En plus de son travail de juge des contentieux de la protection, cette fille d’agriculteur doit gérer des imprévus comme l’impossibilité d’accéder au tribunal à cause de la fermeture du parc pour cause de chute d’arbre, ou programmer les livraisons de bouteilles d’eau car la vétusté des tuyaux rend l’eau courante impropre à la consommation.
Sans salle dédiée pour se réunir, les équipes du tribunal déjeunent sur les bancs de la vaste salle d’audience aux murs de boiseries, sous les moulures craquelées du haut plafond.
La juge titulaire a reçu le renfort d’une autre jeune magistrate de 28 ans pour quelques mois. Les deux femmes ont fait chauffer les téléphones de leurs collègues dans le département et les groupes WhatsApp de leurs camarades de l’ENM pour répondre à leurs interrogations sur la façon de faire tourner un tribunal de proximité.
« On n’est jamais restées seules face à nos doutes. Il y en a eu beaucoup mais on a eu des réponses », estime Manon Surcin, la juge en renfort.
Dettes locatives
À l’audience mensuelle de février, qui se déroule devant une juge unique, une femme poursuit une société de pompes funèbres qui, 18 mois après le décès de sa sœur, n’a toujours pas installé sa stèle funéraire.
Au bout d’un banc, des locataires essayent de convaincre l’avocate de leur bailleur du bien-fondé des travaux qu’ils ont entrepris dans le jardin de la résidence. Au milieu du brouhaha ambiant, un petit enfant de deux ans suçote sa compote entre ses parents.
Quinquagénaire divorcé, Hafedh B. est en conflit avec son bailleur privé depuis des mois.
La caisse de retraite propriétaire de son immeuble lui reproche d’avoir dégradé le portail d’entrée et veut lui faire payer les réparations.
En rétorsion, ce locataire ne paie plus son loyer depuis plusieurs mois et se retrouve donc devant le tribunal pour une procédure d’expulsion.

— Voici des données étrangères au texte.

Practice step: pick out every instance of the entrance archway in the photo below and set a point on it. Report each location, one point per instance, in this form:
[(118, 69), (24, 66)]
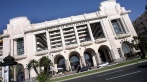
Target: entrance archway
[(74, 60), (20, 76), (105, 54), (88, 59)]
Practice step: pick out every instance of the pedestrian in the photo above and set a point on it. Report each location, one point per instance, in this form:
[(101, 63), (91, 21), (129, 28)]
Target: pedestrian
[(78, 68)]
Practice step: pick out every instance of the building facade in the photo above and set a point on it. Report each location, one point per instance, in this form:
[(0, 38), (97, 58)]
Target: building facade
[(140, 24), (92, 38)]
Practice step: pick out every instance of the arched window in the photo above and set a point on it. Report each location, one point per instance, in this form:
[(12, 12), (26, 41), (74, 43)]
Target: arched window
[(118, 27), (61, 61), (74, 59)]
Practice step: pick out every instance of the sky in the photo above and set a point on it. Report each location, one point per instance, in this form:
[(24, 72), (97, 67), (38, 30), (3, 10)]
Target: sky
[(45, 10)]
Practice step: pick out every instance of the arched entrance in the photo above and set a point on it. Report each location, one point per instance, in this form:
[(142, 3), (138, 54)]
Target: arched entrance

Juste avant l’audience, les deux bords sont parvenus à un accord. « Le bailleur a décidé de faire fi de la porte de parking et des frais de mise en demeure. Restent les frais principaux de 2.450 euros » de loyers impayés, explique à la barre l’avocat de la caisse de retraite.
Hafedh peut-il régler sa dette en payant 305 euros mensuels, en plus du loyer, sur les huit prochains mois ? La charge financière sera trop lourde, redoute-t-il devant la juge Manon Surcin.
Après un rapide calcul sur un coin de pupitre, les parties arrivent à un accord de 204 euros mensuels sur un an.
« Si une seule échéance n’est pas respectée, votre bailleur peut vous expulser sans même repasser par moi », le prévient la juge.
Ces rééchelonnements de dette peuvent apporter un oxygène bienvenu à des personnes en grande difficulté.
« On ne peut pas créer de nouveaux logements sociaux quand les personnes n’en ont pas, faire les travaux chez elles quand il y a de la moisissure, mais on a quand même quelques leviers et cela donne un peu de sens à ce qu’on fait », estime Elsa Perdrisot.